Which is your investigation field?
My research field is computational social science with a focus on text analysis methods aimed at addressing societal challenges in the digital world, such as hate speech detection, social network analysis, and cyberbullying detection. I am particularly interested in working cross-lingually, to address the fact that current NLP systems tend to work better in English than in other languages.
What are some of the challenges you face in your research?
Some challenges are shared by all the research community working in AI since this field is evolving at a remarkably fast pace and it requires continuously updating research goals and approaches. Other challenges are posed by the need to combine technological research with rigorous ethical and privacy requirements. AI technologies are currently very powerful and in some cases, they can be adopted in real scenarios, but their large-scale impact may affect minorities, exclude or even harm specific groups. Researchers in AI must be well aware of the impact that their findings can have and take this into account for a possible deployment.

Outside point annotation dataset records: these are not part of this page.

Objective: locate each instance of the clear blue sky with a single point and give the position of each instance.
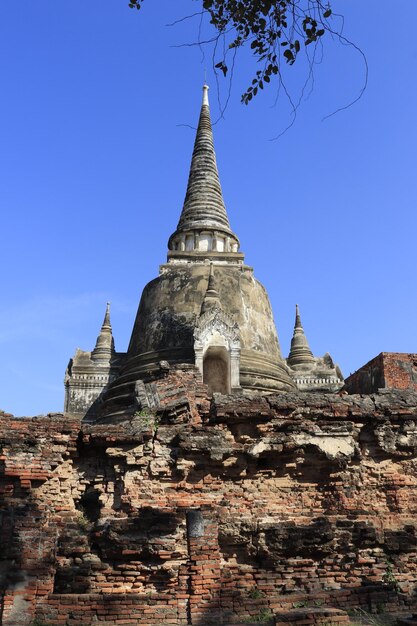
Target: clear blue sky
(94, 158)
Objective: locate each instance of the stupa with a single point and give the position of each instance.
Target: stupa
(205, 310)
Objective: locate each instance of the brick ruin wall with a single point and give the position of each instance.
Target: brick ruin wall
(210, 511)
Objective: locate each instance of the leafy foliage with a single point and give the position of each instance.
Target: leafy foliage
(275, 30)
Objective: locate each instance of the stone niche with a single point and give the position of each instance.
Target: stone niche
(217, 351)
(203, 509)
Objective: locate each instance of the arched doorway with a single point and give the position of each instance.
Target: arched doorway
(216, 369)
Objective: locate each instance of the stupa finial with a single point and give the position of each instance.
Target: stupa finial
(104, 348)
(300, 352)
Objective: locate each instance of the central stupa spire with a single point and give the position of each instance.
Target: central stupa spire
(204, 225)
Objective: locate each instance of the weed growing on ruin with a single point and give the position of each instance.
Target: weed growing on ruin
(83, 522)
(264, 615)
(148, 420)
(360, 617)
(389, 577)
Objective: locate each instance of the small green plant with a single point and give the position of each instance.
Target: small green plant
(360, 617)
(148, 420)
(263, 616)
(389, 577)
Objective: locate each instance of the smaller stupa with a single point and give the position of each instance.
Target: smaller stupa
(311, 373)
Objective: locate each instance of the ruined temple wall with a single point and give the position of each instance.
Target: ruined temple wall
(388, 370)
(293, 500)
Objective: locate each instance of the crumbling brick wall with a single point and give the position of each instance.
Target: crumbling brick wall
(229, 509)
(388, 370)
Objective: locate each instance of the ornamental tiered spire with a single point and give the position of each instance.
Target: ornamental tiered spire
(300, 352)
(104, 348)
(204, 225)
(211, 297)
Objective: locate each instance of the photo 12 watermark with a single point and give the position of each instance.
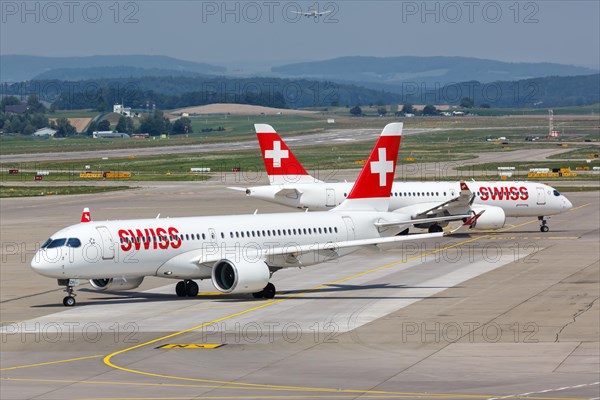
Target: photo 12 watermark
(70, 12)
(471, 12)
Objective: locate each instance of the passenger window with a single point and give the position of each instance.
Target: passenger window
(73, 242)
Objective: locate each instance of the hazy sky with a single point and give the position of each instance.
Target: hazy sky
(254, 33)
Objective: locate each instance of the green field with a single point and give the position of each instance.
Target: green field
(576, 128)
(31, 191)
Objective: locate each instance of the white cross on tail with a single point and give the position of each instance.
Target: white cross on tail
(382, 167)
(276, 154)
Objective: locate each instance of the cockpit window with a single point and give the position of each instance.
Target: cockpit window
(56, 243)
(73, 242)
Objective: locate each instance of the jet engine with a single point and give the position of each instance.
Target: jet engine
(116, 283)
(242, 277)
(493, 217)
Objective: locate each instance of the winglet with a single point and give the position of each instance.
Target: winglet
(281, 164)
(468, 224)
(85, 215)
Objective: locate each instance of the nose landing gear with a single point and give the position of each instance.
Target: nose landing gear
(544, 226)
(69, 284)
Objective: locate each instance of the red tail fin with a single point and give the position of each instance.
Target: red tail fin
(85, 215)
(281, 164)
(374, 184)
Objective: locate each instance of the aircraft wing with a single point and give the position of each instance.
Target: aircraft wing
(463, 201)
(423, 220)
(288, 192)
(294, 250)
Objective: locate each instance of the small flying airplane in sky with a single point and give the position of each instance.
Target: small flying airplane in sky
(312, 13)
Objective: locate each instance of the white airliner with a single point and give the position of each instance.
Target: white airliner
(312, 13)
(427, 203)
(238, 252)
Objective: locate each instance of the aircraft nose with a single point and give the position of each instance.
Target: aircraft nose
(42, 264)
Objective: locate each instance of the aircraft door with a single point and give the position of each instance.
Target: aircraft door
(349, 227)
(330, 198)
(541, 196)
(108, 244)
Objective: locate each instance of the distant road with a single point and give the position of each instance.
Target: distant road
(328, 137)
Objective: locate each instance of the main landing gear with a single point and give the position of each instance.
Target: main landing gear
(187, 288)
(435, 228)
(69, 284)
(267, 293)
(544, 227)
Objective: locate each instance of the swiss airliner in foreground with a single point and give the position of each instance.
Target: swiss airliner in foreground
(427, 203)
(238, 252)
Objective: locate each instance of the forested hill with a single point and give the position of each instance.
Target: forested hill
(16, 68)
(178, 92)
(431, 70)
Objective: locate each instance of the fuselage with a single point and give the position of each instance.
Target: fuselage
(175, 247)
(517, 199)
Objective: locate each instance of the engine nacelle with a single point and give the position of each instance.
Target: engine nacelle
(493, 217)
(243, 277)
(116, 283)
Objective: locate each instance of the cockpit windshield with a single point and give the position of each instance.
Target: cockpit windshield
(54, 243)
(73, 242)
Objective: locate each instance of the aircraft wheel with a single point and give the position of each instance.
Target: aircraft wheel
(69, 301)
(191, 288)
(180, 289)
(404, 232)
(435, 228)
(269, 291)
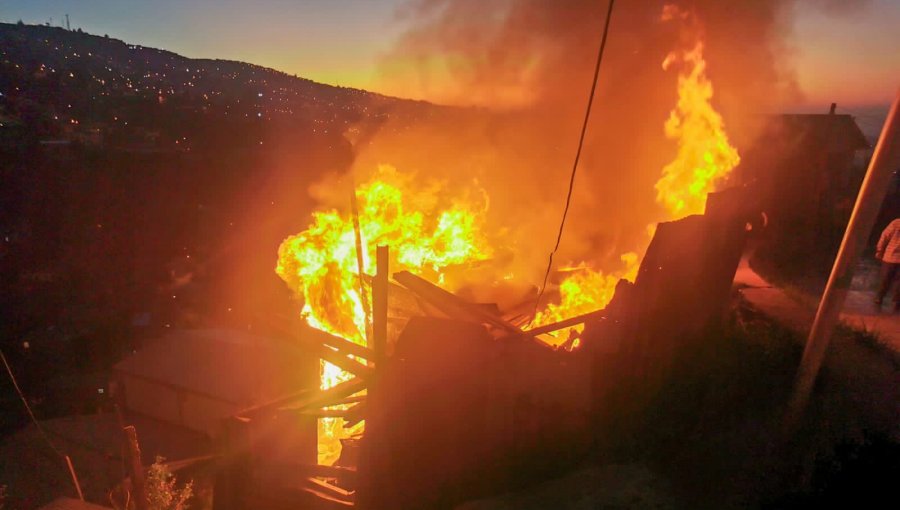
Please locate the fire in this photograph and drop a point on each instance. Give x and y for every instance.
(426, 233)
(705, 156)
(429, 230)
(585, 290)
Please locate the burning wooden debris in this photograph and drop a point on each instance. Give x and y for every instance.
(465, 404)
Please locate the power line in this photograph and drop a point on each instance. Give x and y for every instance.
(587, 115)
(37, 424)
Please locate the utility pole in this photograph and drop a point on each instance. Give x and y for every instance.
(884, 162)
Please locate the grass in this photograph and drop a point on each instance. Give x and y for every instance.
(715, 429)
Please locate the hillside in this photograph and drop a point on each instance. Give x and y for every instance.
(53, 81)
(143, 190)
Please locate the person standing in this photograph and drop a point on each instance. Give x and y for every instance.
(888, 252)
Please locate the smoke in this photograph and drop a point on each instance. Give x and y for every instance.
(521, 71)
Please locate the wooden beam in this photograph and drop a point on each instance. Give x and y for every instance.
(329, 413)
(380, 304)
(572, 321)
(329, 397)
(355, 415)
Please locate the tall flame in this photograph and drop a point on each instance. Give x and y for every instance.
(428, 232)
(705, 156)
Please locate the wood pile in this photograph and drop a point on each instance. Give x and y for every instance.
(465, 404)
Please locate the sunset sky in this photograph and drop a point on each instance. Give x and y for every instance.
(848, 55)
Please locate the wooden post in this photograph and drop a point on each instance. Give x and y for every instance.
(74, 478)
(360, 266)
(379, 304)
(135, 468)
(885, 161)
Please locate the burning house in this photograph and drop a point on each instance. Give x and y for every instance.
(434, 390)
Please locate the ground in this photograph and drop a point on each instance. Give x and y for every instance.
(796, 307)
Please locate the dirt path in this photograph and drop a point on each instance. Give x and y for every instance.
(799, 311)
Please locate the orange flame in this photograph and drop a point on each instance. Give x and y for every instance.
(428, 232)
(705, 156)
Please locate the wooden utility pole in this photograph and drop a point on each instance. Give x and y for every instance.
(135, 468)
(885, 161)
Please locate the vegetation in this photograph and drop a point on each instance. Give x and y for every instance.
(717, 435)
(163, 492)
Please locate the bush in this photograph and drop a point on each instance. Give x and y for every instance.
(162, 490)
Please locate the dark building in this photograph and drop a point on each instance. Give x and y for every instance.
(805, 172)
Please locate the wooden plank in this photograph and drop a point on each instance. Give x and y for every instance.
(341, 344)
(355, 415)
(325, 398)
(334, 490)
(572, 321)
(380, 304)
(327, 413)
(451, 304)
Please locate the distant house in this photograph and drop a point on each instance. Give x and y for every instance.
(802, 167)
(804, 172)
(196, 378)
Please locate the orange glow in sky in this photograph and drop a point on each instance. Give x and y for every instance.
(850, 55)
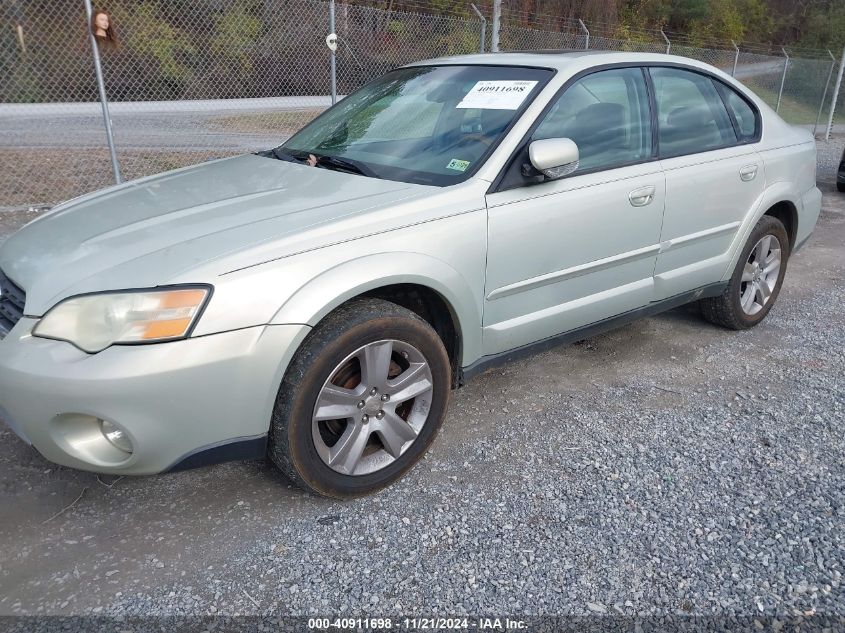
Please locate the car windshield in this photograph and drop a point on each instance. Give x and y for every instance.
(432, 125)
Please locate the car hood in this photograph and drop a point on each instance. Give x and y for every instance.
(147, 232)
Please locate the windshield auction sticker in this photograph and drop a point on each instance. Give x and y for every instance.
(458, 165)
(497, 95)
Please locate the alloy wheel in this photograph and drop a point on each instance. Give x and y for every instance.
(760, 275)
(372, 408)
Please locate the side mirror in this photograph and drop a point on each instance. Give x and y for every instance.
(554, 157)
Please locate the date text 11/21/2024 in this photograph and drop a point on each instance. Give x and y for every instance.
(417, 624)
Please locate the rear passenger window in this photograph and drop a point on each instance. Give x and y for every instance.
(746, 120)
(607, 115)
(691, 116)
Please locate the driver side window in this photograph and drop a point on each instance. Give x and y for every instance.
(607, 115)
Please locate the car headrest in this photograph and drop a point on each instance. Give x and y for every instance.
(688, 117)
(600, 116)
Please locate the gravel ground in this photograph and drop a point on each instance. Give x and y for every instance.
(669, 467)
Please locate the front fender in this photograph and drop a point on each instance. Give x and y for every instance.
(312, 301)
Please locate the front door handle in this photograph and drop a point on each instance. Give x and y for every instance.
(642, 196)
(748, 173)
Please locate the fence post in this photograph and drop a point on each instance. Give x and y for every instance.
(782, 77)
(835, 96)
(826, 86)
(586, 34)
(101, 87)
(333, 53)
(497, 23)
(736, 58)
(668, 43)
(483, 25)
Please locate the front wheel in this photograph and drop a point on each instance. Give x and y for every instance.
(756, 280)
(362, 400)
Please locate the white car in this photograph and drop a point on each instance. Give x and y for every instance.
(318, 301)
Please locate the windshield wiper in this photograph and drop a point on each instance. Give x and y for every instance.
(283, 155)
(327, 162)
(343, 164)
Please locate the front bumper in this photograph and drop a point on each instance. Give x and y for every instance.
(172, 400)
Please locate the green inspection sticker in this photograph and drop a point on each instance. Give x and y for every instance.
(458, 165)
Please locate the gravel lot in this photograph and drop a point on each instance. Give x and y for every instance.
(669, 467)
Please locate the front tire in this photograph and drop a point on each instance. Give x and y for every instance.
(756, 280)
(362, 400)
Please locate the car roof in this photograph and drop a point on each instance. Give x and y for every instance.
(560, 59)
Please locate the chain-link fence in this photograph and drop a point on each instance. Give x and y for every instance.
(191, 80)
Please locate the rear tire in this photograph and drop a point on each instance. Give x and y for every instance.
(751, 291)
(342, 429)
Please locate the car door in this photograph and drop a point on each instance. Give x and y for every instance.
(713, 176)
(567, 253)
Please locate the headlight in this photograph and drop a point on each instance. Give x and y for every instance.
(94, 322)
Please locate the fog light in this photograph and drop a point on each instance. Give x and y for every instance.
(118, 438)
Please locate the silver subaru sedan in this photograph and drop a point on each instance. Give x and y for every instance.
(318, 301)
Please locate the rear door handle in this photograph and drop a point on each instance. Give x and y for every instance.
(642, 196)
(748, 173)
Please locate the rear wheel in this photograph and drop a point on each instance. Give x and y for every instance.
(362, 400)
(756, 281)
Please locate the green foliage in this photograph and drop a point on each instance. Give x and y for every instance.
(149, 35)
(236, 32)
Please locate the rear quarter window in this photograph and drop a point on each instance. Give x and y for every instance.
(691, 115)
(747, 121)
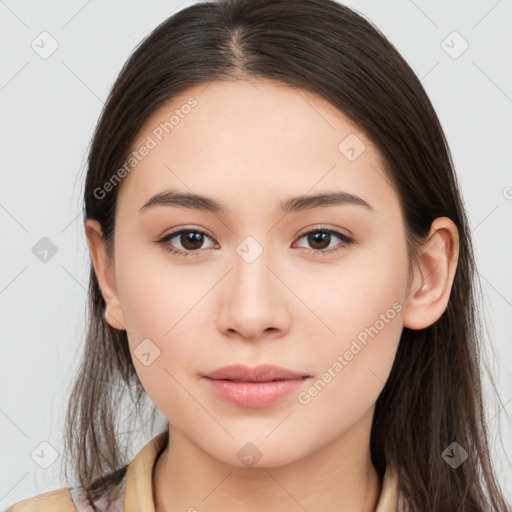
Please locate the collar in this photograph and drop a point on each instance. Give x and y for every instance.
(139, 480)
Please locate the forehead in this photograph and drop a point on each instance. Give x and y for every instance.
(251, 139)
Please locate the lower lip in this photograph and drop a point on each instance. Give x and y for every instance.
(254, 394)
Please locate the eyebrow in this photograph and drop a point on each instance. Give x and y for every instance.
(295, 204)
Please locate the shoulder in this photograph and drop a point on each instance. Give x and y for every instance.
(52, 501)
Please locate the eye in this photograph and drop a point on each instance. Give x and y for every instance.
(320, 239)
(190, 239)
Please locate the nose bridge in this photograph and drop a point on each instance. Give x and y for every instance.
(254, 301)
(252, 277)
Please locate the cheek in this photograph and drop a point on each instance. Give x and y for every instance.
(360, 306)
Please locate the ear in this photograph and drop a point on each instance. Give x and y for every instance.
(433, 277)
(105, 274)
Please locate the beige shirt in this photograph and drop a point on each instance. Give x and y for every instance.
(136, 490)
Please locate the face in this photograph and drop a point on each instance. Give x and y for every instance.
(315, 287)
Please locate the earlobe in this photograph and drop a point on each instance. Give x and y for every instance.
(433, 277)
(105, 275)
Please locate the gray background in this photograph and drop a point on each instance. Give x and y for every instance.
(49, 107)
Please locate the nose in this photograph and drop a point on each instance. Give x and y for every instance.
(254, 300)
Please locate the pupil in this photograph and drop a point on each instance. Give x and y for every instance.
(319, 238)
(191, 240)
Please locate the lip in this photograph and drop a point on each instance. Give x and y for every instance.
(254, 387)
(261, 373)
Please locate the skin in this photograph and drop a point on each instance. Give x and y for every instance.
(250, 145)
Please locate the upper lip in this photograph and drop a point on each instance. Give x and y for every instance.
(262, 373)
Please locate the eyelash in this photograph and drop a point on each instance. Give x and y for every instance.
(346, 241)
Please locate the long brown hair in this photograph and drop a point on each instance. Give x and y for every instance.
(428, 402)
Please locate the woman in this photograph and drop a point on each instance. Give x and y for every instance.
(282, 262)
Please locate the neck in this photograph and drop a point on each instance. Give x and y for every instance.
(339, 477)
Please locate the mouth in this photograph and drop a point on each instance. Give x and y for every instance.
(258, 387)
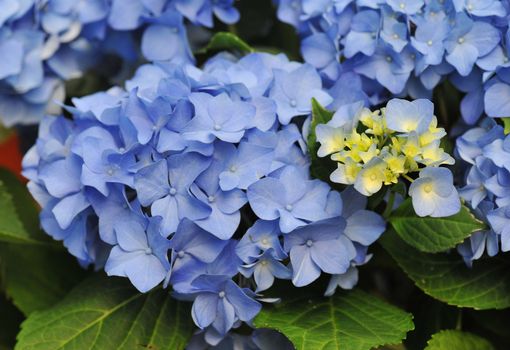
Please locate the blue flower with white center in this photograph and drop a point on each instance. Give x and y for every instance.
(293, 92)
(165, 186)
(363, 35)
(190, 243)
(225, 206)
(261, 237)
(140, 183)
(218, 117)
(140, 255)
(220, 303)
(265, 269)
(468, 41)
(47, 44)
(433, 193)
(408, 47)
(406, 116)
(487, 188)
(291, 198)
(320, 246)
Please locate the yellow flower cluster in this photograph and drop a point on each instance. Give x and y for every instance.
(375, 148)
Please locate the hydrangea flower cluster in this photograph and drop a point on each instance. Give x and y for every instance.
(192, 177)
(407, 47)
(486, 152)
(45, 43)
(378, 148)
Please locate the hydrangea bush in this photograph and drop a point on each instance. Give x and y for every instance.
(409, 47)
(46, 42)
(200, 185)
(191, 177)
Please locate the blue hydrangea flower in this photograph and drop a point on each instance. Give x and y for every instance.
(434, 194)
(407, 47)
(140, 255)
(487, 188)
(47, 44)
(190, 177)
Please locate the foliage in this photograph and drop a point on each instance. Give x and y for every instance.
(349, 320)
(109, 313)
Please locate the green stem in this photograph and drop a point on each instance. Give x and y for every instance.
(458, 326)
(389, 205)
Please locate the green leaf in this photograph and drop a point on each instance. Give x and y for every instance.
(348, 321)
(39, 272)
(321, 168)
(36, 277)
(10, 320)
(433, 235)
(446, 277)
(457, 340)
(108, 313)
(19, 219)
(226, 41)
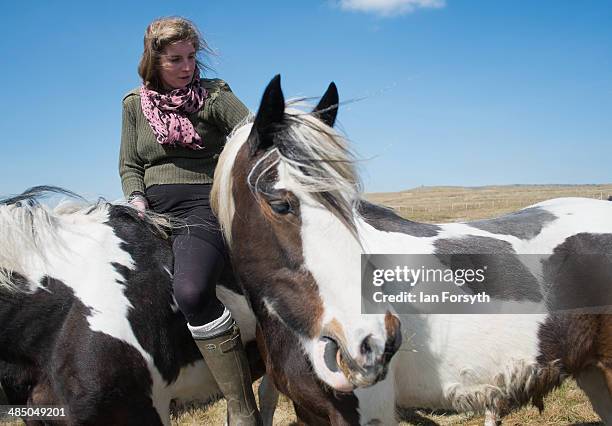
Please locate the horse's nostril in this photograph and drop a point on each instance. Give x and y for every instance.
(330, 354)
(366, 347)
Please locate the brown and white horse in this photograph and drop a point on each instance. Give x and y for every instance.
(287, 196)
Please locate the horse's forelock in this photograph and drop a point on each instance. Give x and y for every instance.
(315, 156)
(319, 163)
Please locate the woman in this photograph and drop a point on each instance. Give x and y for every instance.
(174, 127)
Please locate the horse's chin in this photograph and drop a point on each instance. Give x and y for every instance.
(333, 376)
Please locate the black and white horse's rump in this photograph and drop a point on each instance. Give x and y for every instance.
(88, 317)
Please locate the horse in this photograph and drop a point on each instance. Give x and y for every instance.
(290, 204)
(88, 318)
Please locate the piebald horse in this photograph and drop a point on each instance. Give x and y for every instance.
(88, 317)
(288, 199)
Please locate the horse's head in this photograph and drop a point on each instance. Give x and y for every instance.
(285, 193)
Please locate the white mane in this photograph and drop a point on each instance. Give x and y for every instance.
(314, 155)
(30, 230)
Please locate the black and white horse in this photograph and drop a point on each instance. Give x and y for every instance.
(88, 319)
(287, 196)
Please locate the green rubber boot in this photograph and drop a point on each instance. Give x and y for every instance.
(227, 361)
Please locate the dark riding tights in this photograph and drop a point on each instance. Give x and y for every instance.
(199, 251)
(197, 266)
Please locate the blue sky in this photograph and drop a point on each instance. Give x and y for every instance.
(451, 92)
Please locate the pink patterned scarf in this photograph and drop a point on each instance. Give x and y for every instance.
(167, 114)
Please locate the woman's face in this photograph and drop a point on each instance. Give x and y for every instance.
(177, 64)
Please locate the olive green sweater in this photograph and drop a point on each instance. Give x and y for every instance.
(144, 162)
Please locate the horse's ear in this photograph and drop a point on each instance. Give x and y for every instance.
(269, 117)
(327, 109)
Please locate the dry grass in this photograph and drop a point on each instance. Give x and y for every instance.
(565, 406)
(452, 203)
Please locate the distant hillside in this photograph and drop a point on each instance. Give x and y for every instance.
(457, 203)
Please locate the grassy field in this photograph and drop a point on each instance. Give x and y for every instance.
(566, 405)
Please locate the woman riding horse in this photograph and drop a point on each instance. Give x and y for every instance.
(174, 127)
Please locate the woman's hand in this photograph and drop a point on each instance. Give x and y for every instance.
(138, 201)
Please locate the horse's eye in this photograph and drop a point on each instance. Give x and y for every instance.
(281, 206)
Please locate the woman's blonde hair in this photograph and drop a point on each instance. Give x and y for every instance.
(158, 35)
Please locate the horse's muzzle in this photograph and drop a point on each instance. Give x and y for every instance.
(371, 363)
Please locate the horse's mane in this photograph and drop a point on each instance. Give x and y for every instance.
(313, 155)
(27, 226)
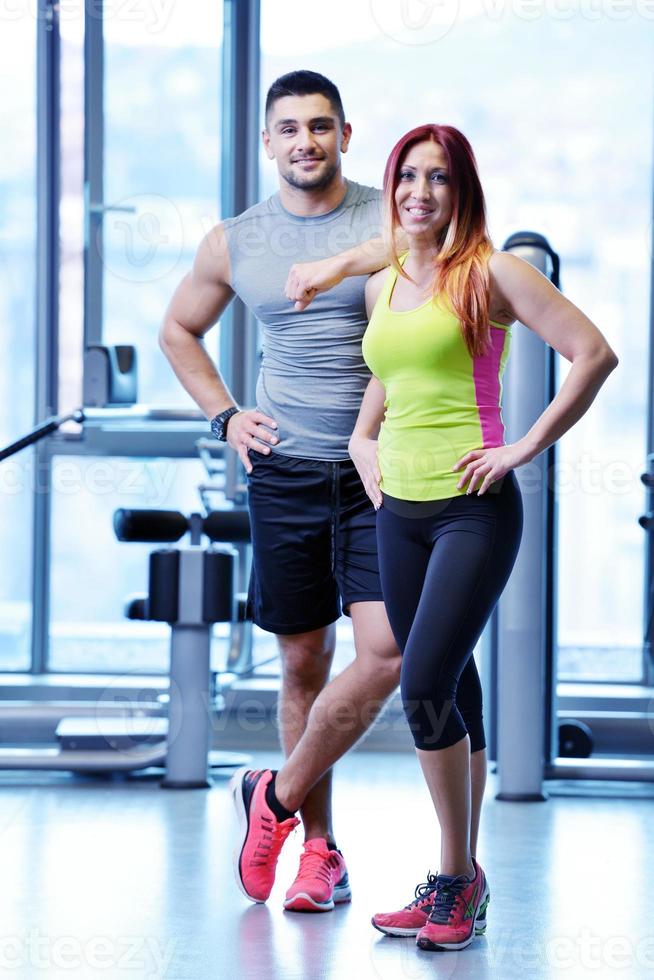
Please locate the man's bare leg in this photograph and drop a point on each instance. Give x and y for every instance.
(345, 708)
(306, 662)
(478, 773)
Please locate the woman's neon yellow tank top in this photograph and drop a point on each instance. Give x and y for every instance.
(440, 401)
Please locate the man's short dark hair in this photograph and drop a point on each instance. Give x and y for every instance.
(305, 83)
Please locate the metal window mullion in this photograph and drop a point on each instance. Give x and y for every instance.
(47, 311)
(648, 662)
(239, 190)
(93, 175)
(239, 175)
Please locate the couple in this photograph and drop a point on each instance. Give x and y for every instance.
(377, 469)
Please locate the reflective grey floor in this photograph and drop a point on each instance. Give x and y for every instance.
(124, 879)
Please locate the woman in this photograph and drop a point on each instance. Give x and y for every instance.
(429, 447)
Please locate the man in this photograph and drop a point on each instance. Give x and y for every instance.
(313, 526)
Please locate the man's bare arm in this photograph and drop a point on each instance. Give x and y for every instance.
(197, 304)
(306, 279)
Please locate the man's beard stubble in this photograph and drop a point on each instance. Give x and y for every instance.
(310, 183)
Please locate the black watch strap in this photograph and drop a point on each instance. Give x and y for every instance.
(219, 423)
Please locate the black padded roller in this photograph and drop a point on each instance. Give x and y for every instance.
(163, 598)
(218, 586)
(227, 525)
(149, 525)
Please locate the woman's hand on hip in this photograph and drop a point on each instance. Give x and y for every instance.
(486, 466)
(363, 453)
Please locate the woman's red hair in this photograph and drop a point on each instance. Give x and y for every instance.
(461, 266)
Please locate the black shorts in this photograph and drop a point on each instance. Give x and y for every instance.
(314, 546)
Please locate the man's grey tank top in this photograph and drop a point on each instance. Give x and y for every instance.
(312, 375)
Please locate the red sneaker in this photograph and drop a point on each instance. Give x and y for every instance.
(409, 920)
(261, 835)
(322, 880)
(458, 905)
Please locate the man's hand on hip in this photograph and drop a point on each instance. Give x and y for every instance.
(245, 430)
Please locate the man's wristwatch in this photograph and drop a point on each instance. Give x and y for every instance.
(219, 423)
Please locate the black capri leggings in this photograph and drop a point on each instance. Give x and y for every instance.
(443, 565)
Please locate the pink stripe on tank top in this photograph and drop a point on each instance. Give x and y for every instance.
(486, 373)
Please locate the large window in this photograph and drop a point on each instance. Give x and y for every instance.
(162, 154)
(17, 328)
(557, 102)
(160, 93)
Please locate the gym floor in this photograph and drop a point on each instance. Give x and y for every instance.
(122, 879)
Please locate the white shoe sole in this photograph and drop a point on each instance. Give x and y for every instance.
(236, 789)
(302, 902)
(428, 945)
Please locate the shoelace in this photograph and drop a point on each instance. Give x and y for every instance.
(272, 836)
(445, 899)
(424, 892)
(318, 865)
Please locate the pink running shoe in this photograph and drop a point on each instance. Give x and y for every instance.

Why is it important to train researchers in the field of hybrid intelligence?
It is crucial because I believe that the advantages of AI can benefit us only if we adopt a human-in-the-loop approach, where technology does not replace human decisions but instead can support them, allowing more informed analyses and speeding up processes. But in order to pursue this goal, researchers involved in the development of such technologies must have an in-depth understanding of how to integrate machine and human intelligence in an effective and fair way.
Which questions do you want to solve through the Ph.D. student assigned?
I will co-supervise two students aimed at analysing public discourse. In the first project, we will address the automatic detection of stance in political discourse, to understand how controversial ideas are debated by politicians, with a focus on matters relevant to EU politics such as migration and Euroscepticism. In the second project, we will address the role of disinformation and its relation to hate speech in multilingual social environments, to develop approaches that can tackle this phenomenon on a large scale.
What do you expect from HYBRIDS?
I expect to be part of a network of researchers where different expertise and perspectives on AI will be exchanged, and where young researchers will develop skills to deeply understand AI technologies from an algorithmic point of view while being able to evaluate the societal impact of their adoption. Disinformation is a phenomenon that can grow thanks to technology and digital means, but it is also through technology and hybrid intelligence that it can be fought. I am confident that HYBRIDS will provide significant contributions in this respect.